Apa susahnya keluar dari pekerjaannya? Sementara Marvin sanggup menjanjikan pekerjaan di proyek Prestige lainnya, andaikan Hazel memang ngotot untuk tetap bekerja.
“Aku akan ngomong sendiri ke Pak Danar.” Marvin mengambil inisiatif. “Aku punya nomernya,”
“Kita bisa tinggal di Jakarta selama masa pemulihan kamu, Marv.” Hazel kini menjatuhkan pandangan sepenuhnya padanya. Tangan Marvin yang terjulur ke nakas, tempat ponselnya diletakkan pun ditariknya kembali.
“Ada apa dengan Lembang? Kamu nggak suka tinggal di sini?” tanya Marvin.
“Iya.”
Jadi, persetujuan Hazel waktu itu untuk bersedia menetap di Lembang bersamanya, hanya iming-iming manis belaka? Apa mereka harus membuat negosiasi baru sekarang?
“Tapi kenapa? Kita bisa memulai hidup baru di sini. Aku nggak akan melarang kamu, kapanpun kamu mau pulang ke Jakarta. Tapi, kebersamaan kita bahkan baru dimulai.” Marvin kembali mengambil ponsel di nakas. Mengabaikan Hazel yang mencoba menghalanginya menelepon Pak Danar.
“Jangan, Marv.”
“Kenapa kamu jadi panik begitu?” Marvin hanya sekedar menggertak saja. Lagipula sekarang sudah malam. Dia juga tahu waktu yang tepat untuk menghubungi orang lain untuk urusan pekerjaan.

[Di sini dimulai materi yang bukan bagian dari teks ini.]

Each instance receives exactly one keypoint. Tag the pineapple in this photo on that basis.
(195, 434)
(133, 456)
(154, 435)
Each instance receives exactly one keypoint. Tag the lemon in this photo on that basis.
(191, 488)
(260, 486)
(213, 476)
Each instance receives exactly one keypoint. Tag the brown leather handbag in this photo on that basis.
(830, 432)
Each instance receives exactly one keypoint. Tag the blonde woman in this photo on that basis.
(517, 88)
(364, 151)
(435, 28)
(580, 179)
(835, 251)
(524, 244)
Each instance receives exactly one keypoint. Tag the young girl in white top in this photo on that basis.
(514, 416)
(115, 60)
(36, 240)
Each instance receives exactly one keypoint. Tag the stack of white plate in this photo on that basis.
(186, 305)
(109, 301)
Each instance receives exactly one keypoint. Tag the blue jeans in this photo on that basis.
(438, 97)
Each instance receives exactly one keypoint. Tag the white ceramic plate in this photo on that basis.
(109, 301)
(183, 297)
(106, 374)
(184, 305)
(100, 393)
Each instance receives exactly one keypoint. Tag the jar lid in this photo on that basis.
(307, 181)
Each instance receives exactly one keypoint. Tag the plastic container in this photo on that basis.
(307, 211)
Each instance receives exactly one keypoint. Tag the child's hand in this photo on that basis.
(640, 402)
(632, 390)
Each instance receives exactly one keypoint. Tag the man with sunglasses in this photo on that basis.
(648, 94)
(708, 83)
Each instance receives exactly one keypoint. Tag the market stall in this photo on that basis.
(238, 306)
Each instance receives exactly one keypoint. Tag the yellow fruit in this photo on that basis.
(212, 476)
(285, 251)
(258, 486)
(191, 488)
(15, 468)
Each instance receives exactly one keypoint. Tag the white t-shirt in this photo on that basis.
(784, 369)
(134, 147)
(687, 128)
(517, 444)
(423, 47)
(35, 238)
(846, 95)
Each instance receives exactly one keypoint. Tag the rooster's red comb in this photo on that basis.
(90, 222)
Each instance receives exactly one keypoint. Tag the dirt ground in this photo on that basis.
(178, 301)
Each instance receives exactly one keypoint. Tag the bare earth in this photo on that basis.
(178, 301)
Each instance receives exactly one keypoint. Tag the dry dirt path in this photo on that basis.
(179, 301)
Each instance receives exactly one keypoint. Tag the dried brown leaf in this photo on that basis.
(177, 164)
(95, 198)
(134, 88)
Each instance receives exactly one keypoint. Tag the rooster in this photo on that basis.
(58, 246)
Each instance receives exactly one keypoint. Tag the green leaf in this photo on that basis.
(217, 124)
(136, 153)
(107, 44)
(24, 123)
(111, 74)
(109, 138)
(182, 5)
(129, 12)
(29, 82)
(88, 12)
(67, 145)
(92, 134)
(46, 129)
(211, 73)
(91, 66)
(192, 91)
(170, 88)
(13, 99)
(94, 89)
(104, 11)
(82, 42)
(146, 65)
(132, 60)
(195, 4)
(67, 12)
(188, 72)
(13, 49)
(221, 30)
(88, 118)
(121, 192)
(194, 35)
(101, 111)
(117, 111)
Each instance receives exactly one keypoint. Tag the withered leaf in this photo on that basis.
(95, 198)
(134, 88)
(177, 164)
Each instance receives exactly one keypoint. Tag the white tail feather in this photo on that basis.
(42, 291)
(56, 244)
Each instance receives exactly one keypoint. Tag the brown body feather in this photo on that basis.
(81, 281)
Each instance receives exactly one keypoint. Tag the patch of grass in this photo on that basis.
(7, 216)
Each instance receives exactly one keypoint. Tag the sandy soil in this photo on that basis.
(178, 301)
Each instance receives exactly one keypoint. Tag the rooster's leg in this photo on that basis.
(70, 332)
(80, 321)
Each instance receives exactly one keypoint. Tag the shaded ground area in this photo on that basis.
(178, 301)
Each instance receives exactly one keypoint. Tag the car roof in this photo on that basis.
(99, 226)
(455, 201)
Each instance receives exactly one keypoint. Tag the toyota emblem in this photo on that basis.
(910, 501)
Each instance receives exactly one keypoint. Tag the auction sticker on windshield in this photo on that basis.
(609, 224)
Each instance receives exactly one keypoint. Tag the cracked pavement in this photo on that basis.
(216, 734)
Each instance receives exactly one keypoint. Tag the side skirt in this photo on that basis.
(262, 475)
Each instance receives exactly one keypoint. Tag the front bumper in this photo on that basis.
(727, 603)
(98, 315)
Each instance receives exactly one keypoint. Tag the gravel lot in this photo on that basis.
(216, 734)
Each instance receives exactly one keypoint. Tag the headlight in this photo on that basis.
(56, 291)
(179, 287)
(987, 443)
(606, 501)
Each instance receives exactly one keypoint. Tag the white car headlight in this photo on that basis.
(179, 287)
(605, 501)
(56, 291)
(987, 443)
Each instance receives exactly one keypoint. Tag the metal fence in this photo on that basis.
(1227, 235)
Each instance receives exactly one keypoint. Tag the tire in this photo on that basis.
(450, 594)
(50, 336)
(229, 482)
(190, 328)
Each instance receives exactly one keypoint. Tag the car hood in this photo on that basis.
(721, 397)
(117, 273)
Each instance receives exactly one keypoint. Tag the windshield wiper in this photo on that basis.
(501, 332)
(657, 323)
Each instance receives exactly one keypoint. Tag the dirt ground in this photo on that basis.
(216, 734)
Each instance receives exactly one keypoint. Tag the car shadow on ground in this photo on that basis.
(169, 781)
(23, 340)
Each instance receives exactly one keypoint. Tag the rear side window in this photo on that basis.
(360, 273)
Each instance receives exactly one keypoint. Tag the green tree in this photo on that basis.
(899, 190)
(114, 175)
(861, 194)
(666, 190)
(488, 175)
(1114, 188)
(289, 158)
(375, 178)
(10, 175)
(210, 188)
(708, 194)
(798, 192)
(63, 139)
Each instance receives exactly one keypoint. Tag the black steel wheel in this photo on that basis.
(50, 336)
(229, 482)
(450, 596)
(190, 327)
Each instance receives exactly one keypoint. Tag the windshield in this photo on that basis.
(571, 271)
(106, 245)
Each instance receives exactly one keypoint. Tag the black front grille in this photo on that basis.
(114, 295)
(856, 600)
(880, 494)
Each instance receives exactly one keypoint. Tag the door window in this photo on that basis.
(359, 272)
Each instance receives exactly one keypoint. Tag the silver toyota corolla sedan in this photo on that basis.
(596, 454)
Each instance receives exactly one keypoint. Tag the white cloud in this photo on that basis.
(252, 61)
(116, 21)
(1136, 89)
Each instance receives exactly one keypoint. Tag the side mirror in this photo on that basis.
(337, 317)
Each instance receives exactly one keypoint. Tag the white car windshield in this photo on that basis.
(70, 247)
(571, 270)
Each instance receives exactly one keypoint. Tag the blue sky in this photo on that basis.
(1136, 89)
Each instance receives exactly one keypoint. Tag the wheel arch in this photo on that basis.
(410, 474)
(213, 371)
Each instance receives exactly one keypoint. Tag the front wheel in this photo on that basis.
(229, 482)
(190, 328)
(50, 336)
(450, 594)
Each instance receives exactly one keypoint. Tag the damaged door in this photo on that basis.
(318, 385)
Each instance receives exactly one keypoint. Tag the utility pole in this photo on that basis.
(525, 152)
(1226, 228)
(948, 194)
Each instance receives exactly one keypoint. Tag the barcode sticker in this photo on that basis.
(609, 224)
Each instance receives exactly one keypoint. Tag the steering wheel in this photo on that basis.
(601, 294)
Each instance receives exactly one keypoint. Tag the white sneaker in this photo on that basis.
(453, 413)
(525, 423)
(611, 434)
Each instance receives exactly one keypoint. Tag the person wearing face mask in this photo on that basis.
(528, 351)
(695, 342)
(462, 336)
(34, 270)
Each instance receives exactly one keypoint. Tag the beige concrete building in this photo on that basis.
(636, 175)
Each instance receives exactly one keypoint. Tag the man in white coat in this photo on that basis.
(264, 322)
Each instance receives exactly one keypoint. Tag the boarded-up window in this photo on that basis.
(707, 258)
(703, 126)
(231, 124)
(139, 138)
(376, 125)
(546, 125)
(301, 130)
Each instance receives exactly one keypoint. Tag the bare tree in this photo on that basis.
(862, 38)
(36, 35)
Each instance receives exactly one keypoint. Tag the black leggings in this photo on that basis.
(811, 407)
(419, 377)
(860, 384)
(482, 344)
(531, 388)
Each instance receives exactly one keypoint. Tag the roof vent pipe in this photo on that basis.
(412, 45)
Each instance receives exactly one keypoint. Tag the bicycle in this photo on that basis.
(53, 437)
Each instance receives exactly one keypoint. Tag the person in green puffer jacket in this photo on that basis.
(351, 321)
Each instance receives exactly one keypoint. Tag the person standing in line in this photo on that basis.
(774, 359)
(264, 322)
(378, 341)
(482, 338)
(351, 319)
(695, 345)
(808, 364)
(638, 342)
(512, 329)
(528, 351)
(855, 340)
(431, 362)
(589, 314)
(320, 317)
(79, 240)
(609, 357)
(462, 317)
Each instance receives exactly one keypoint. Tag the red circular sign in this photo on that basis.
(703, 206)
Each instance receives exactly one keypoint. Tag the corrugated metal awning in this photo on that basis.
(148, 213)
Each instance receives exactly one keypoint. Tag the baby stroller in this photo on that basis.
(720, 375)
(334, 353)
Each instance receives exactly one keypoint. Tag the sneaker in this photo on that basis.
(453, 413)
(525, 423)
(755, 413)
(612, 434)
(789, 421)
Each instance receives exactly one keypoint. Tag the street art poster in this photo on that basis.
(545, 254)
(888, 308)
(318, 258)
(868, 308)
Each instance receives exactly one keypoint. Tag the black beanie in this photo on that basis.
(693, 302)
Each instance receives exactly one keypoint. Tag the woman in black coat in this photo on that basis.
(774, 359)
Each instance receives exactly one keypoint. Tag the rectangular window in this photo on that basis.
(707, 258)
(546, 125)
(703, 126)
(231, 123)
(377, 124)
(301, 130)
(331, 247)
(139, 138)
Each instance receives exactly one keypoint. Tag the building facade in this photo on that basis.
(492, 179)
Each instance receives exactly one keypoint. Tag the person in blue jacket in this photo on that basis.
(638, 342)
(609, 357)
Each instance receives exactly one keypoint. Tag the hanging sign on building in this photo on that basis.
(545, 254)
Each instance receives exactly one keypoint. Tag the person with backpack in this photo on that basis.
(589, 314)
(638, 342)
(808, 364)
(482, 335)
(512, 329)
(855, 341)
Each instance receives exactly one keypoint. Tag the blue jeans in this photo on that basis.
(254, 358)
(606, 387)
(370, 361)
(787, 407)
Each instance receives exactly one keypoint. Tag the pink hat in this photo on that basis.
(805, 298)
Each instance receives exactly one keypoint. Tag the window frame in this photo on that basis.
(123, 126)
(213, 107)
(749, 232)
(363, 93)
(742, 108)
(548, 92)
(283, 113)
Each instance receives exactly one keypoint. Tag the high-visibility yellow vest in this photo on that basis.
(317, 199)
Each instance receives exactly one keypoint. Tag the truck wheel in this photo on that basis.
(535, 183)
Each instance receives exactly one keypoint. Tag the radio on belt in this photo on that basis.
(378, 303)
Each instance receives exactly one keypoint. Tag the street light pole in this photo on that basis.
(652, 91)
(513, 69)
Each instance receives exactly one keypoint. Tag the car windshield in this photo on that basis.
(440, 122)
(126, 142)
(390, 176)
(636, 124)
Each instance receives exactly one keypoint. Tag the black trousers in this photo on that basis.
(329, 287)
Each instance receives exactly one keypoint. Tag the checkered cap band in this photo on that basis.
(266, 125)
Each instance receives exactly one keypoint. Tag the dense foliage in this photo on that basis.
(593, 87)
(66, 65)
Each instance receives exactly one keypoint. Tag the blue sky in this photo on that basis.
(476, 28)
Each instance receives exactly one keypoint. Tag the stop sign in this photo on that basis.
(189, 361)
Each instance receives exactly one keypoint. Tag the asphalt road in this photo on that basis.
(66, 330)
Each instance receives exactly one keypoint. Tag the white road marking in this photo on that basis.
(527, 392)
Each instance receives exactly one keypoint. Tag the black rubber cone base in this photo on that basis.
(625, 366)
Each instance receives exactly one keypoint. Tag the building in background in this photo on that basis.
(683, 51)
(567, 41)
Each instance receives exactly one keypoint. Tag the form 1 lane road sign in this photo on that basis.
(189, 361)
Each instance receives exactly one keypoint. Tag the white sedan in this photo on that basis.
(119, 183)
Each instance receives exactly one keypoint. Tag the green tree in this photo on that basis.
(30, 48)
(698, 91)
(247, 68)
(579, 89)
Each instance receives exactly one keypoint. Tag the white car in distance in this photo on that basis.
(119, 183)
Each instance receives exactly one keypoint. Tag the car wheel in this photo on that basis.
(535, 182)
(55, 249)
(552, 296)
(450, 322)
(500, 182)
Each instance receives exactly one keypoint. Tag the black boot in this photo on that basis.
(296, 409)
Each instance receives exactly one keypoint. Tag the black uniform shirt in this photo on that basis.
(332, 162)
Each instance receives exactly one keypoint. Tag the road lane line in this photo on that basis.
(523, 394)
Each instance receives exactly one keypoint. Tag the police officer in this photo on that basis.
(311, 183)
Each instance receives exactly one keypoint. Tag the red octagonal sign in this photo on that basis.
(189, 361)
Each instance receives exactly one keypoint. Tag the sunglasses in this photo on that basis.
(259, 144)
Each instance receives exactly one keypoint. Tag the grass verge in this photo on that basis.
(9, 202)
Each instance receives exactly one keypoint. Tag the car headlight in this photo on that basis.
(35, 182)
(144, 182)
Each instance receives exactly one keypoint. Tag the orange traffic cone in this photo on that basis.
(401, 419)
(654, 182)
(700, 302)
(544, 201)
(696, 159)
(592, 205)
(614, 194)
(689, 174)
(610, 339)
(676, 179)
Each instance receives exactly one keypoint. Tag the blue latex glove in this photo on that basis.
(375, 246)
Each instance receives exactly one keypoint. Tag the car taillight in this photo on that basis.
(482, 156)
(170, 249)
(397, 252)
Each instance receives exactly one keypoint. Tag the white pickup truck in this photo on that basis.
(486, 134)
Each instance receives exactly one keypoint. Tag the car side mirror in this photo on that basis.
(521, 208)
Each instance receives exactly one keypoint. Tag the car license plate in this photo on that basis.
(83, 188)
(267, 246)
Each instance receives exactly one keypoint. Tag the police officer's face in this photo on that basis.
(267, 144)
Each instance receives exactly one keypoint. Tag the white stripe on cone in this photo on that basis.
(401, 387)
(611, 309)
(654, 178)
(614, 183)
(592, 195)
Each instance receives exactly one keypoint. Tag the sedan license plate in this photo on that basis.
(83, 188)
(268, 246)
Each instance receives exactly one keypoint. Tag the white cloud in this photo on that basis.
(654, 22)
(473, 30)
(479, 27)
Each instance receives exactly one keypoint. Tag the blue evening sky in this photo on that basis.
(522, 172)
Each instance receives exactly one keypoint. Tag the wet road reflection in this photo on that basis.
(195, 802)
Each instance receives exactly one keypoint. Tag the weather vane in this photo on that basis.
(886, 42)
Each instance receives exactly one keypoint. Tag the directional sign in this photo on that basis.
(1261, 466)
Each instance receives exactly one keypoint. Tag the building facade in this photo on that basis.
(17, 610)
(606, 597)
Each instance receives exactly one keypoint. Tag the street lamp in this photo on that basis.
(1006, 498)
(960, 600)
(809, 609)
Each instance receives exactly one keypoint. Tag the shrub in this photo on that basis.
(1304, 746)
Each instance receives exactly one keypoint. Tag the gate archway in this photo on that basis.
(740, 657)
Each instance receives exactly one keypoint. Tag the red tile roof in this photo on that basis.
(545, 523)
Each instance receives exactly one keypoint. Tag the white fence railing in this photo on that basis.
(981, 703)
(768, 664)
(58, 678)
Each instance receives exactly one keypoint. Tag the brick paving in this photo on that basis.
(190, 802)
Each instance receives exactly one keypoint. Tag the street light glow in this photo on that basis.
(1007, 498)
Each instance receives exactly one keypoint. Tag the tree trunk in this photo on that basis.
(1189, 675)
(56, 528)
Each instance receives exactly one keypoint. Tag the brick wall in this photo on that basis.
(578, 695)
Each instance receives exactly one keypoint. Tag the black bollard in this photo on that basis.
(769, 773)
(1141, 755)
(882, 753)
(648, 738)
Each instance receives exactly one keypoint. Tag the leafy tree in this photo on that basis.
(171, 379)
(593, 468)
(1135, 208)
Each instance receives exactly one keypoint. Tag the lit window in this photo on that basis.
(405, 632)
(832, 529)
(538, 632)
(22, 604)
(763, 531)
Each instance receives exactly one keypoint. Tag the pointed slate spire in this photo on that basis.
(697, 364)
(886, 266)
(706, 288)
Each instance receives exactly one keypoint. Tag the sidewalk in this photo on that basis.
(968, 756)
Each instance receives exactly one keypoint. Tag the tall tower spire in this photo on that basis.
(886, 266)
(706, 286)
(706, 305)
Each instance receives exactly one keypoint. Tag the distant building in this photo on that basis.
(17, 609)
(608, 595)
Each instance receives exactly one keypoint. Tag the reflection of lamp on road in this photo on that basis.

“Aku nggak mau resign,” kata Hazel singkat.
***
Lagi-lagi Hazel harus berbohong. Dia pernah mengajukan permohonan tersebut, namun ditolak Pak Danar dengan alasan, tenaganya masih dibutuhkan oleh Prima Architecture. Kantor tempatnya bekerja selama 4 tahun terakhir ini. Pak Danar hanya memberinya cuti dan berlaku hanya untuk dua minggu. Hanya sisa beberapa hari saja sebelum masa cutinya benar-benar habis.
“Aku nggak bisa ninggalin Jakarta. Cuma itu yang aku bisa bilang,”
“Jadi, buat apa kamu ke Bandung kalau kamu nggak bisa ninggalin Jakarta?”
Hazel menggeram dalam hati. Tuhan, sampai kapan dia harus menyembunyikan fakta yang ada?
“Kita udah sepakat nggak ngebahas soal itu lagi.” Hazel berbalik, melepaskan handuk yang sejak tadi membungkus rambutnya yang lembab.
“Jangan marah dulu,” Marvin mencengkeram bahunya sebelum Hazel sempat bergerak lebih leluasa. “Kamu wangi banget,”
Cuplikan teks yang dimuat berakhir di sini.